29.8.03

O Mal

Não digo que a culpa tenha sido daqueles tênis laranjas fosforescentes. Certamente eles foram importantes. Deram o ponta-pé inicial. O tiro que anuncia a largada na corrida. Mas não criaram os corredores, não inventaram a corrida. Os corredores estavam lá. Deus sabe há quanto tempo eles estavam lá, curvados, à espera dos tênis laranjas fosforescentes. Ou de qualquer outra coisa que apitasse, que explodisse, que gritasse: vai!

*

Eu havia ganho aqueles tênis.

É claro que eu havia ganho.

Deus, como eram horríveis. Horríveis, mas confortáveis – the american way.

Eu acabara se sonhar que corria pelado atrás de mulheres maravilhosas. Não totalmente pelado. Calçava tênis de corrida. Laranjas. Fosforescentes. As mulheres apontavam para a minha barriga e gargalhavam. Eu nunca conseguia alcançá-las.

Levantei da cama transtornado, fui pegar o jornal na porta e lá estava a caixa da Nike, com um bilhete da minha ex-mulher: Não é pra correr de mim, hein? Beijos, Andréia.

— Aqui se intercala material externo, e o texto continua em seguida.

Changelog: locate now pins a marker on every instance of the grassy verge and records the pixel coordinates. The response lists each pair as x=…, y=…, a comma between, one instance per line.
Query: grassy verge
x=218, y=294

Apalpei minha barriga. Aquele não era um presente apenas de minha ex-mulher. Era evidente. Deus me dizia: faça cooper! Abandone essa vida sedentária, seu idiota. Cooper! Essa é a palavra: cooper!

Mas com esses tênis? Laranjas?

Sim, com esses tênis. Horríveis, mas confortáveis. Mas confortáveis, mas confortáveis, mas confortáveis...

*

Eu me sentia um homem verdadeiramente iluminado quando saí de casa calçado naqueles espetaculares faróis de milha. Cooper seria só o começo. Em breve, São Silvestre. Fichinha. Depois Nova York, Paris, Berlim. Os cadernos de esporte dariam a manchete: Desempregado Ocioso Corre Atrás da Vida – e a Ultrapassa. Olá, Pan-americano! Como vai, srta. Olimpíadas? Sabe, Jô, eu acho que correr é simples, basta colocar várias vezes um pé na frente do outro, só que rápido. Obrigado, obrigado. Desfile em caminhões de bombeiros. Autógrafos a ninfetinhas. Caviar a trinta e cinco mil pés de altitude. O Corredor Laranja Vence Mais Uma. Obrigado, obrigado.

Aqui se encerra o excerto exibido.